Now that’s what you’d call a rotten Apple!
The latest software powering Apple’s popular iPhones and iPads overhauls the look and feel of the interface, and features a variety of new digital animations and effects. But many users claim the new effects are more nauseating than nice.
“The zoom animations everywhere on the new iOS 7 are literally making me nauseous and giving me a headache. It's exactly how I used to get car sick if I tried to read in the car,” wrote one iPhone user on Apple’s support forums. That thread has been viewed over 15,000 times and features dozens of similar reports of carsickness and nausea.
'Can't stand to look at my phone screen anymore while opening/closing apps. I just close my eyes or look away.'
“+1 here. Have headaches and nausea for past 3 days. Can't stand to look at my phone screen anymore while opening/closing apps. I just close my eyes or look away,” another user wrote.
Dr. George Kikano, division chief of family medicine at UH Case Medical Center in Ohio, told FoxNews.com those users are likely correct: the iPhone is making them carsick.
"There’s some validity to this, for people who are susceptible," he told FoxNews.com. But it's not the zoom animations that are responsible. It's a new "parallax" function that causes the background of the phone to subtly move back and forth, a feature that leads to an effect not unlike car sickness.
It’s no different than being in an IMAX theater," Kikano said. "The inner ear is responsible for balance, the eyes for vision.

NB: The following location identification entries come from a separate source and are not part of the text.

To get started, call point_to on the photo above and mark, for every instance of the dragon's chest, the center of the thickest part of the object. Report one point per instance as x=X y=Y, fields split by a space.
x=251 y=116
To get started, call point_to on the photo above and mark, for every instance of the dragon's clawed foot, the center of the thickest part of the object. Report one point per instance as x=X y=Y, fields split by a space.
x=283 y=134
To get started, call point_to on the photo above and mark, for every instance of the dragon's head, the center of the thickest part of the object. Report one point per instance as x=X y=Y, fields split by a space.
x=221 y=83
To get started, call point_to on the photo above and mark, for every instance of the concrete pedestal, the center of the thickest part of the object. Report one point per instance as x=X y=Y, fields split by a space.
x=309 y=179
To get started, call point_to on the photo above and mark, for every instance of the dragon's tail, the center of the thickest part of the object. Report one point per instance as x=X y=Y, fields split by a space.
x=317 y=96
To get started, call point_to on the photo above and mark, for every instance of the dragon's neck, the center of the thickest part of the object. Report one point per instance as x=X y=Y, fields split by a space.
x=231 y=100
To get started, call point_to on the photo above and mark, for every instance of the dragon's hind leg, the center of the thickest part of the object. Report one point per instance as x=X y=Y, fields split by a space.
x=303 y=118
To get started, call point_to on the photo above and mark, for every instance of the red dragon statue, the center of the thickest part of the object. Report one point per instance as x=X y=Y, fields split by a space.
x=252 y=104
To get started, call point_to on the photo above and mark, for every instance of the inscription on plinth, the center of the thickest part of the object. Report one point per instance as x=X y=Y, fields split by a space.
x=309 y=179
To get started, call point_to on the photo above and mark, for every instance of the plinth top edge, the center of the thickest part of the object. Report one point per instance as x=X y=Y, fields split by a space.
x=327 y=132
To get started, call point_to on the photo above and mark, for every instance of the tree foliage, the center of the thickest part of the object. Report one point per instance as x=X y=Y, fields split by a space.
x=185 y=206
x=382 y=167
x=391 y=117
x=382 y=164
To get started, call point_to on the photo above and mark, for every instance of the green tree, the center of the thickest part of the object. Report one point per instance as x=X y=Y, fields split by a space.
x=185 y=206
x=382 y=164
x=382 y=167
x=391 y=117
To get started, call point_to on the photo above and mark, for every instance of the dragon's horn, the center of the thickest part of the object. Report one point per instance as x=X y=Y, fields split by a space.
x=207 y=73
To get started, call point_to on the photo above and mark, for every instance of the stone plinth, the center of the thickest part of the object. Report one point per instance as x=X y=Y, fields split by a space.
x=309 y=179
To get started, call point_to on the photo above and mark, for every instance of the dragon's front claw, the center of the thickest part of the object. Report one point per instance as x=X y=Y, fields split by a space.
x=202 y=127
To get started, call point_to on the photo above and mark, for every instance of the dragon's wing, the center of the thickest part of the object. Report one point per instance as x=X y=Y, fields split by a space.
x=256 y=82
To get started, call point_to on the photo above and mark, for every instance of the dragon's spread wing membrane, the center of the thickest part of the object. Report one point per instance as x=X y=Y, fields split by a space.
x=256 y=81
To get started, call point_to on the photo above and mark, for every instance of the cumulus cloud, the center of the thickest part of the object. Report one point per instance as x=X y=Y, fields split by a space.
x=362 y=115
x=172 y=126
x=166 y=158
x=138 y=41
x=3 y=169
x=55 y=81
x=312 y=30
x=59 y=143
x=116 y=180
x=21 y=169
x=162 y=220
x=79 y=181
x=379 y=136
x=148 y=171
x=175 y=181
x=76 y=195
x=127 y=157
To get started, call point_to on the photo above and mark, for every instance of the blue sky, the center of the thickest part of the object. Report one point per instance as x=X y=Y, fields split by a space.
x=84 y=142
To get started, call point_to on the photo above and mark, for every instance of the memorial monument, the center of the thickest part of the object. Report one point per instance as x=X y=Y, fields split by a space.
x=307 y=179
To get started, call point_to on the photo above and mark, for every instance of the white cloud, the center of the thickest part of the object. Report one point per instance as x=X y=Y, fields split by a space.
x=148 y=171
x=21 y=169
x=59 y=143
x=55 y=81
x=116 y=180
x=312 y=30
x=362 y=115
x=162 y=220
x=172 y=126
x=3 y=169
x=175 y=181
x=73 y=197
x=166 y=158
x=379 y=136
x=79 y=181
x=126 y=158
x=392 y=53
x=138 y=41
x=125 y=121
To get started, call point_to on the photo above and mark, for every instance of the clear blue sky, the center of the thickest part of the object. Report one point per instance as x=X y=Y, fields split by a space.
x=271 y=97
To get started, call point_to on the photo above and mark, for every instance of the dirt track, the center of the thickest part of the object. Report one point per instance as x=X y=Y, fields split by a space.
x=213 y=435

When things are out of sync you feel dizzy, nauseous. Some people get it, some people don’t, and some people get used to it."
Other experts said the effect is somewhat different. Charles Oman, a former director at NASA who has studied motion sickness for over 15 years, told ABC News that he's hesitant to call it motion sickness.
"It takes a couple minutes of sustained stimulation to activate motion sickness," he said. "If it were an immersive environment, like a headset or an IMAX screen, then I can believe it, but it's a little harder to believe on the small screens."
Kikano has an iPhone 5S himself with the new software on it. His son is in medical school and works at Apple. Kikano noted that when Apple introduced the new parallax feature, the company added a new setting to turn it off.
By digging into the settings menu, a user can “reduce motion” of the new operating system, turning down the parallax effect on icons and alerts (the setting exists under the accessibility section of the general settings area).
For users suffering under iOS 7, there's another solution however, noted by one user on Apple’s forums.
“I went to the AT&T store near me and traded in my iOS 7-infected iPhone 5 for a new iPhone 5 with old iOS 6 on it.”